INTRODUCTION: Primary immunodeficiencies (PIDs) are a group of diseases caused by genetic defects in the immune system.
X-linked Agammaglobulinemia (ALX) is a PID characterized by a mutation in Bruton’s tyrosine kinase (BTK), which causes a decrease or absence of B lymphocytes, and a decrease in peripheral blood immunoglobulins, predisposing to recurrent infections.
Case 1: 11-year-old male, history of 3 male brothers who died from infections; from the age of 6 months he presented Recurrent Pneumonia, requiring hospitalization more than 20 times with intravenous antibiotics. Dosage of IgM and IgA not detectable, IgG 2.2 g/L; B lymphocyte 1%. Receive intravenous immunoglobulin (IVIG) with improvement of infections.

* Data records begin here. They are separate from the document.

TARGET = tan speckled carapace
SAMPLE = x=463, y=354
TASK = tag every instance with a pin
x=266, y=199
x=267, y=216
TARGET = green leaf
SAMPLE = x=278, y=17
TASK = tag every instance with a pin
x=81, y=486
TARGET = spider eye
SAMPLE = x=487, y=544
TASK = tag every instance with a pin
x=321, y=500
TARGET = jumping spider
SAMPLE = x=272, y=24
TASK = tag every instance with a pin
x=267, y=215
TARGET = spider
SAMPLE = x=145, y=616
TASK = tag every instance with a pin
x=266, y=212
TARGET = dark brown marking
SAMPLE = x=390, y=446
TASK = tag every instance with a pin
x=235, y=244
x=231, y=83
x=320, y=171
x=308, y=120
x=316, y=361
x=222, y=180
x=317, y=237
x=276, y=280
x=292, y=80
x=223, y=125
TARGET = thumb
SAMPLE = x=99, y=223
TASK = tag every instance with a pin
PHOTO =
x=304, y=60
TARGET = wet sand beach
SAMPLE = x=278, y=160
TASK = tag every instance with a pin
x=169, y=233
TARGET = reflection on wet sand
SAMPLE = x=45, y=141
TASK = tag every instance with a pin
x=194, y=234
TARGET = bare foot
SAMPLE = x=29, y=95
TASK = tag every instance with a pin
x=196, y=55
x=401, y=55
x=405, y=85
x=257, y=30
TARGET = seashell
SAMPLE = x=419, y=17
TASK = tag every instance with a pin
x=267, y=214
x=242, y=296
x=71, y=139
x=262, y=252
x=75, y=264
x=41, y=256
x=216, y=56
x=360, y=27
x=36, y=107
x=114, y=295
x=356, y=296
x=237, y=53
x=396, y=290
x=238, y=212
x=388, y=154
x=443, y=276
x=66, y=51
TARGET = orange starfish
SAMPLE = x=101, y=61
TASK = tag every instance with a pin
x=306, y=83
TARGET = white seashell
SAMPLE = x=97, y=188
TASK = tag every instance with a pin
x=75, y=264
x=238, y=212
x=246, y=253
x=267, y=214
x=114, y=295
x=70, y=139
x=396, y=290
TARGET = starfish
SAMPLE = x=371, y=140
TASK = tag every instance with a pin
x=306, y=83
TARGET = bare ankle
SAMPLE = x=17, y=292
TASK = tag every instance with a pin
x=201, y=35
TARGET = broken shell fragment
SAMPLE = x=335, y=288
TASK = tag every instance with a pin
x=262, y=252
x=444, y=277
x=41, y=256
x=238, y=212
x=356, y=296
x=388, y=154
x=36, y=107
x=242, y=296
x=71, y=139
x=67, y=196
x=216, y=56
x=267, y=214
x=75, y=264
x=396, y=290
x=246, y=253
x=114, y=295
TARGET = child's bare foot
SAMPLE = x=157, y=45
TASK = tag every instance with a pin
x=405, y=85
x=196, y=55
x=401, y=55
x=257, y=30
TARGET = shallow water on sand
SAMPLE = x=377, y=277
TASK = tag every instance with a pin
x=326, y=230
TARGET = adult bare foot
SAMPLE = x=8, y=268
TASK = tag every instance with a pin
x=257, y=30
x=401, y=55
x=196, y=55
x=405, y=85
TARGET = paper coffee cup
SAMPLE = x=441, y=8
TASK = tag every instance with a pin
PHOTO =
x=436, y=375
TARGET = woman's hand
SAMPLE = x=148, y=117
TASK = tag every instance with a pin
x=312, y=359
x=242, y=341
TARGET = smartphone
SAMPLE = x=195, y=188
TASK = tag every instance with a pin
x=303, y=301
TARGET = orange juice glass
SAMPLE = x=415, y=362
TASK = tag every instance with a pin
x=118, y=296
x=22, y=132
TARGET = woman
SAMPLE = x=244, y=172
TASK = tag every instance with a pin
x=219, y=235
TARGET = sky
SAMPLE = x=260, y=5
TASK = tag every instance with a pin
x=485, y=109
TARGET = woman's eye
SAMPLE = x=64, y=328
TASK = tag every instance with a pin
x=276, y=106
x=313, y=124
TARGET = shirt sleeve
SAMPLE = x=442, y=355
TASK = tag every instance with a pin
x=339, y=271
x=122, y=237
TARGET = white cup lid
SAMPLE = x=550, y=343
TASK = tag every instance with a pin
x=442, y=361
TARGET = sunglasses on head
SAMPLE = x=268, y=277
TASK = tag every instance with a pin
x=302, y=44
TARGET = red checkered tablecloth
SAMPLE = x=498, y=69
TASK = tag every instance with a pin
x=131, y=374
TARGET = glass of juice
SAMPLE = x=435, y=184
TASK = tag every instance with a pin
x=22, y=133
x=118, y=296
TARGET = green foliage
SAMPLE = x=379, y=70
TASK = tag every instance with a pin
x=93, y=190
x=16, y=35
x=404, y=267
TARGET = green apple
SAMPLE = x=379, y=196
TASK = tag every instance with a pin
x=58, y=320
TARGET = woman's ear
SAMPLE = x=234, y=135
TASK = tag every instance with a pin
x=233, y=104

Case 2: A 15-year-old male, with a history of a maternal uncle who died in infancy apparently due to infections. The patient presented Gastrointestinal, Respiratory, and Urinary Infections since he was 3 months old. At 6 years, low dose IgM, IgA, IgG, B lymphocytes 0%; p.Gly419 mutation in axon 14 of the BTK gene, since then he has received IVIG every 28 days.
Case 3: 6-year-old male, with Otitis and Pneumonia that required hospitalization with multiple antibiotics since 6 months, low dosage of IgM, IgA, IgG, 3% B lymphocytes; p.Arg562Trp mutation in axon 17 of the BTK gene, receives IVIG every 28 days.
Case 4: 3-year-old male, from 6 months with Meningitis, Pneumonia, Otitis; requiring multiple hospitalizations, with 4 admissions to the pediatric intensive care unit; dosage of IgM 0.01 g/L, IgA 0.30 g/L, IgG 0.002 g/L; B lymphocyte 0%. Receive IVIG with improvement of infections.
DISCUSSION: It is important to suspect and reach a definitive diagnosis, start treatment early; isolation is not necessary, chronic or recurrent infections must be prevented with the application of adequate treatment and the indicated prophylaxis.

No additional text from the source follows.